Erasmus ‘has what it takes’

New Springbok coach Rassie Erasmus has what it takes to bring the winning mentality back to the camp, former World Cup winner John Smit says. Speaking at an event at Grey High School’s Pavilion yesterday, Smit said they would have to wait and see when the team played their first match against Wales in the US in June. “We hope so. We won’t know until he starts playing. He has a good coaching track record, so we just have to wait and see,” he said. “The new coach, we all know, is incredibly intelligent at the game, understands strategy, and he’s had good results as a coach. “I do think we going to need to bring a huge amount of intellect into how we play the game, how we address our position and how we negate and analyse the teams we play against.” He said the best way to determine his chances of success were to “try to see how many of your first XV will make the world XV”. “And when the answer is probably not one, that is where strategy and planning comes in, to create an environment that builds a little confidence, gets his players to become better than they are and elevate some of them into world XV status,” Smit said.

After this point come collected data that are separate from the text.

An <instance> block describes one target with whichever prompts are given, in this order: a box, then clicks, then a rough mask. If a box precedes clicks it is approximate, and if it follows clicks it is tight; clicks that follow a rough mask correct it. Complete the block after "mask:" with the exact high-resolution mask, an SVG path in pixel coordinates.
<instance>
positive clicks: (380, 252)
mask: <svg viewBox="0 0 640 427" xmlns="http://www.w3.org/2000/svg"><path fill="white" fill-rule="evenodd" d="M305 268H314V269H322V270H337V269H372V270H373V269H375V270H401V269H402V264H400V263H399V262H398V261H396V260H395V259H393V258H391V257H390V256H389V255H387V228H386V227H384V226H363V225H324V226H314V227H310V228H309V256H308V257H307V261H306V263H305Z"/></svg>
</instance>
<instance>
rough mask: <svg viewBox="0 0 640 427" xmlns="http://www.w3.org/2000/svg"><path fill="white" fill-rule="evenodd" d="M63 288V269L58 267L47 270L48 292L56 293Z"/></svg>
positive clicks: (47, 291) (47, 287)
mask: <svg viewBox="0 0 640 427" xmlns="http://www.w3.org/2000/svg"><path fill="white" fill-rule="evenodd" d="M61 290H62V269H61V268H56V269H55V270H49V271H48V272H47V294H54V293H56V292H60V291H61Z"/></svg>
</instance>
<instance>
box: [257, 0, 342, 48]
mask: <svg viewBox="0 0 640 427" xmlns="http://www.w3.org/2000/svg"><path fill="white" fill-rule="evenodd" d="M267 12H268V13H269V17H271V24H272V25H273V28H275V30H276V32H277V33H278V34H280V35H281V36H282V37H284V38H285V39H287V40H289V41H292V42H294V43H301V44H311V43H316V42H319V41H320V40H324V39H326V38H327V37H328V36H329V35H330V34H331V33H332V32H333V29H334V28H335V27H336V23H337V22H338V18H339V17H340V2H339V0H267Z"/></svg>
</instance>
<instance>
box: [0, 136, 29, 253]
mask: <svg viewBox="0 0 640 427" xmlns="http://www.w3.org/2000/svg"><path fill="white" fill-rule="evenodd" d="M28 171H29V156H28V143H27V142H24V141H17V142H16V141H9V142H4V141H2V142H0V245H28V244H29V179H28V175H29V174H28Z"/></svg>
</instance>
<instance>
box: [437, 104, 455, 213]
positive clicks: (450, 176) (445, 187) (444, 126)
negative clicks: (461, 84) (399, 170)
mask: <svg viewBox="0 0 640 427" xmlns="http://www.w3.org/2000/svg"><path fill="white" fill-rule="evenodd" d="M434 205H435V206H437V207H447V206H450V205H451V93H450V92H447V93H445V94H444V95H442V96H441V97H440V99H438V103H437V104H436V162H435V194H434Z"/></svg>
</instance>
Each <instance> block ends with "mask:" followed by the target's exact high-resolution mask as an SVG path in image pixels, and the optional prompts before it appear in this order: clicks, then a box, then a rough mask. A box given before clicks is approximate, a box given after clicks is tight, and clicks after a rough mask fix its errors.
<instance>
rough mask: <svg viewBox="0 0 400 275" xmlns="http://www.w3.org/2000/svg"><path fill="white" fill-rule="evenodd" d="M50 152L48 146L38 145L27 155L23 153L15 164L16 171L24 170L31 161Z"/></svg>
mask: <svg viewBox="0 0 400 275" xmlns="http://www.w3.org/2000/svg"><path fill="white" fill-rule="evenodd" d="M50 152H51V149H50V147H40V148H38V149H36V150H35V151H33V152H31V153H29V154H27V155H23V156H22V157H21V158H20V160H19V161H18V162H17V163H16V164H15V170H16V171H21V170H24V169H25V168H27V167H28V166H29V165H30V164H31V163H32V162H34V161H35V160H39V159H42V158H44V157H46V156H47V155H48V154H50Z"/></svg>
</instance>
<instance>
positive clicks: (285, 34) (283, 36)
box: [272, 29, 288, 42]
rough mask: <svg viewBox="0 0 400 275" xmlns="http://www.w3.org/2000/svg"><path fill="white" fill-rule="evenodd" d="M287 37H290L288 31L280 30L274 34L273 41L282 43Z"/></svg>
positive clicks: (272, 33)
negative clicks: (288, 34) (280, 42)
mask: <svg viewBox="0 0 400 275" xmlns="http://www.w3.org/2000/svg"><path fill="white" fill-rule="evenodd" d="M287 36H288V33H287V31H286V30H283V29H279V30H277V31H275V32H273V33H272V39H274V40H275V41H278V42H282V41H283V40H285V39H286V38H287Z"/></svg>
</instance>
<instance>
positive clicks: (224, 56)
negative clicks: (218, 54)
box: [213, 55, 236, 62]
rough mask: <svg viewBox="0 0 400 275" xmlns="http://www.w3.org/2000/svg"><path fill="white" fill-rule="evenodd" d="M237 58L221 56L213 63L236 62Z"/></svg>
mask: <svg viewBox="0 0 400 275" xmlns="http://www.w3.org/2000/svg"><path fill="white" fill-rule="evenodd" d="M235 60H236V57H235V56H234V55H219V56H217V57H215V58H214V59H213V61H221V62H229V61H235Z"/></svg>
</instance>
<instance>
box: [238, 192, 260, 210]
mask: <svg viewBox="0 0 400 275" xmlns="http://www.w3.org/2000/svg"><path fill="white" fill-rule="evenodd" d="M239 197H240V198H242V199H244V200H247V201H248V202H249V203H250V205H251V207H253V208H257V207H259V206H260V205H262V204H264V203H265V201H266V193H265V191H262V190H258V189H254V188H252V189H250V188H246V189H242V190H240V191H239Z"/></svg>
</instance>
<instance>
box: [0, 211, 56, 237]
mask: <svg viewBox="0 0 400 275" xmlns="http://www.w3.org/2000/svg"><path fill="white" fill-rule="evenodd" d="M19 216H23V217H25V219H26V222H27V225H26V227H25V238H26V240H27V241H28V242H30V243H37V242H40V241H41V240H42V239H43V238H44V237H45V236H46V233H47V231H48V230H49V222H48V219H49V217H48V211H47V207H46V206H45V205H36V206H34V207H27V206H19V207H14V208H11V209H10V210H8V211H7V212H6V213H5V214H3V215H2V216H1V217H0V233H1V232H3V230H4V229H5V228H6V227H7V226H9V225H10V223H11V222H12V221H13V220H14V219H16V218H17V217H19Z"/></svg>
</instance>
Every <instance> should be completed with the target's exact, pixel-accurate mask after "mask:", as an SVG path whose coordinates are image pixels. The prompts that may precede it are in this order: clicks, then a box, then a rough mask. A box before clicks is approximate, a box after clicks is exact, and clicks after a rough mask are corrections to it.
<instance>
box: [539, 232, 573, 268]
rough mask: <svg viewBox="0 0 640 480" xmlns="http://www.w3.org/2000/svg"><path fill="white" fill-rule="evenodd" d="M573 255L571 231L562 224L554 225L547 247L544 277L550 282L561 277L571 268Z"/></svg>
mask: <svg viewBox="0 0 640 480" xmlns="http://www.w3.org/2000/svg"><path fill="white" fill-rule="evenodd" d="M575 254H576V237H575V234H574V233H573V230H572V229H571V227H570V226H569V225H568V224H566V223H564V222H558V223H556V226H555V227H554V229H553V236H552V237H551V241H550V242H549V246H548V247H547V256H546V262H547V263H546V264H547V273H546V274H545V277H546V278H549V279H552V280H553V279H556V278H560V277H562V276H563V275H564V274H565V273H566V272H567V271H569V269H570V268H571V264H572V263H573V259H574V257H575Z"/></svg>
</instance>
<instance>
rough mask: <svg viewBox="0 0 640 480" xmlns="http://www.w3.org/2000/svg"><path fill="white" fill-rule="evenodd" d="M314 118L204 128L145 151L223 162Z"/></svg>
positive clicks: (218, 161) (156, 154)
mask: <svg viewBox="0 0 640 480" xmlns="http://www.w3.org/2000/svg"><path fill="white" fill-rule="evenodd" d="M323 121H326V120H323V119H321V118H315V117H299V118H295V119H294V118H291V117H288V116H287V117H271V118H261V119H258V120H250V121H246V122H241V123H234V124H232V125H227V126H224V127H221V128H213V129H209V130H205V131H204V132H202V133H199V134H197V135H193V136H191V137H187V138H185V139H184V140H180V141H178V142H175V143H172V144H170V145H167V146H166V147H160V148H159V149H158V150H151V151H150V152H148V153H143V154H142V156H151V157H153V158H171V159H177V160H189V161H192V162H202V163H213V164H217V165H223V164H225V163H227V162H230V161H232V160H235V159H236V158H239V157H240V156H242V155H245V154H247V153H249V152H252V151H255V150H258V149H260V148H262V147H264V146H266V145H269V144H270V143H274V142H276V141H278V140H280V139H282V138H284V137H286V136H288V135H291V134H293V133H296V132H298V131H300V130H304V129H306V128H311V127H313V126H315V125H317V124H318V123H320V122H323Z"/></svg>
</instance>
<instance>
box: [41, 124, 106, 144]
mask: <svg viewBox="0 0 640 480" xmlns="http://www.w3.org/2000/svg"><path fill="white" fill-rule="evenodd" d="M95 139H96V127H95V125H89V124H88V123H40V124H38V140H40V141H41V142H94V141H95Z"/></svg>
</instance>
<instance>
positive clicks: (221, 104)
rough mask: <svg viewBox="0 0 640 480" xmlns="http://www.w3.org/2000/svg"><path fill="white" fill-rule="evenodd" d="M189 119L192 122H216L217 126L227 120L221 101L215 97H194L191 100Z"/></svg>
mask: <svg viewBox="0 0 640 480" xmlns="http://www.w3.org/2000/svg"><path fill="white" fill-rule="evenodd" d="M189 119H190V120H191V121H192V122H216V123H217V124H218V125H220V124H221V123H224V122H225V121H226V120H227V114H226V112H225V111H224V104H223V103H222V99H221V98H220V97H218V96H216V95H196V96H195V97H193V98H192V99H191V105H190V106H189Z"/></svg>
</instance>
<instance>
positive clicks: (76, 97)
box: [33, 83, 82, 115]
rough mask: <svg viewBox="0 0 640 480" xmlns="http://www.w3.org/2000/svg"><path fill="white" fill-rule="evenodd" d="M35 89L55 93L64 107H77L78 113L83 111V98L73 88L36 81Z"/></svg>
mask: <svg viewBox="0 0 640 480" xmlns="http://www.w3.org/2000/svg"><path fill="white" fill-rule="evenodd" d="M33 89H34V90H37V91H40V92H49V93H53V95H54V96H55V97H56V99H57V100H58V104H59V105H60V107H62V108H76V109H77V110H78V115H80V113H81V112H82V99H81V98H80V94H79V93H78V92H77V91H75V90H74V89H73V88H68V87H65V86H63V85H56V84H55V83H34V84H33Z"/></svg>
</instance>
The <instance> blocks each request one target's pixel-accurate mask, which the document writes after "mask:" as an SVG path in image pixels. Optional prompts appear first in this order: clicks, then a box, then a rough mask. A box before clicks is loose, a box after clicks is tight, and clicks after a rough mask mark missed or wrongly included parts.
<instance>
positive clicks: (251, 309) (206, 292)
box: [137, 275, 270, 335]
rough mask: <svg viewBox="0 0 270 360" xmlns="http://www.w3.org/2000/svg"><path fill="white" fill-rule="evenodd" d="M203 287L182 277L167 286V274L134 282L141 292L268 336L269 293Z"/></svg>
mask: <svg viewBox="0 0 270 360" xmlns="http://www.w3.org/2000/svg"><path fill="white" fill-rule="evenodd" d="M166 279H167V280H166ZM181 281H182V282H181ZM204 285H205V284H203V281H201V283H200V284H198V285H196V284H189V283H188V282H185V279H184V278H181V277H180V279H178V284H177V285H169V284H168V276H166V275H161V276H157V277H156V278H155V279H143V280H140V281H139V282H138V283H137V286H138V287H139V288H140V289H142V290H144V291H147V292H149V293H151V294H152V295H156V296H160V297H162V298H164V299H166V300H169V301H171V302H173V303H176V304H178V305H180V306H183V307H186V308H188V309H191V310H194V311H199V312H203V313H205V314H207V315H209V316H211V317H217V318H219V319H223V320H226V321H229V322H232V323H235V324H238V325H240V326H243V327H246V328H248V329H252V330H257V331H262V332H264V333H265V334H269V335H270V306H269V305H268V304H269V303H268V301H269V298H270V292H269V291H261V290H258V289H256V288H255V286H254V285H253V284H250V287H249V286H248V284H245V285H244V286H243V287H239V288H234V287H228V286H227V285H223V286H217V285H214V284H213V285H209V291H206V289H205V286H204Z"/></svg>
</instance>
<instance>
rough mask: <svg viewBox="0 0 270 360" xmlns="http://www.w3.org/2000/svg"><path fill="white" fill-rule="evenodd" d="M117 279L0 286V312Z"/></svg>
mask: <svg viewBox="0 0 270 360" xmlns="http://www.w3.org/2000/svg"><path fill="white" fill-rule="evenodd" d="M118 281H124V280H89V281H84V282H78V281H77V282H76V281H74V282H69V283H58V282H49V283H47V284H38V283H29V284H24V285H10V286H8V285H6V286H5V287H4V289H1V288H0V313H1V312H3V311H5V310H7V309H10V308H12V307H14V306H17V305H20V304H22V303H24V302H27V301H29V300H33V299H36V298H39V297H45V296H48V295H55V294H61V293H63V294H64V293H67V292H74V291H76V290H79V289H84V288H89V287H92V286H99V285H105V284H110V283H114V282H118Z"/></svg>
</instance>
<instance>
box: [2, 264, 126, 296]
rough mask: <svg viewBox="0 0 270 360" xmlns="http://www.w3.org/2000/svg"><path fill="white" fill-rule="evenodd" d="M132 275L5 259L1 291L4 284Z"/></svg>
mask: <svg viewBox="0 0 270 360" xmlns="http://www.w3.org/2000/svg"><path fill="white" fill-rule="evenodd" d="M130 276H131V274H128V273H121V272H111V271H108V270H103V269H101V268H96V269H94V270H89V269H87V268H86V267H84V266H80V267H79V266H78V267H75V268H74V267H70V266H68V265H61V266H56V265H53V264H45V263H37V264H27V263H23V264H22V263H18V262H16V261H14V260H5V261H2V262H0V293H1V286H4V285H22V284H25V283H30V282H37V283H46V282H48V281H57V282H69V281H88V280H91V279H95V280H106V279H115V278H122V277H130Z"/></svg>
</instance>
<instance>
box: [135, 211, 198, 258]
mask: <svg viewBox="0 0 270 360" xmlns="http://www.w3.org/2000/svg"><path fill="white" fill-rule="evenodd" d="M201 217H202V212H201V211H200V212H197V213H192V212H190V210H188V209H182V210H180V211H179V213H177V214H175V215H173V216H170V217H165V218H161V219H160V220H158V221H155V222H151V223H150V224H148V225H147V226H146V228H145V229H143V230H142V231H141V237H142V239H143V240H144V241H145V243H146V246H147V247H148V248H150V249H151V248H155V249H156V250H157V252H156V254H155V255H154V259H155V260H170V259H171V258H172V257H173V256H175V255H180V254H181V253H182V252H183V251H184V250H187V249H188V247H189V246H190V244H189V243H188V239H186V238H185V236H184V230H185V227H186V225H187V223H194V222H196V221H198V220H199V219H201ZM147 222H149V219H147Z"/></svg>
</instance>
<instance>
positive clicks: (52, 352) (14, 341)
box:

With the Boks playing Wales in Washington only a week before their first test against Eddie Jones’s England at Ellis Park on June 9, Smit said the English would provide a stern test for the Erasmus outfit. “It’s not all doom and gloom. We have seen England, and there is some frailty – what we really need is for Ireland to beat England at home, just to add a few more wobbles to Eddie Jones’s camp. “I’d like to believe we are going to see some positivity around the Springbok team. We need it desperately for the game in general,” he said. He said younger rugby players needed role models whom they could look up to and hoped the current crop of players would provide the necessary motivation to encourage younger players to be part of the game. About the tenure of former Springbok coach Allister Coetzee, who was also part of the coaching staff of the 2007 World Cup winning team, Smit said there had been improvement in the second year of Coetzee’s tenure. “I am very close to Allister. He helped us win a world cup, so I know and have worked under him. He is a good coach, and the fact that it never worked out was disappointing,” he said. Looking ahead to the England tests and the 2019 World Cup, Smit said Erasmus was very good strategically and would need to pick players based on the type of game they wanted to play. “What we have to try to do is to pick a particular way we want to play, and choose a squad who believe in that way, understand the opposition so that how we plan our attack is derived by what is in front of us,” Smit said.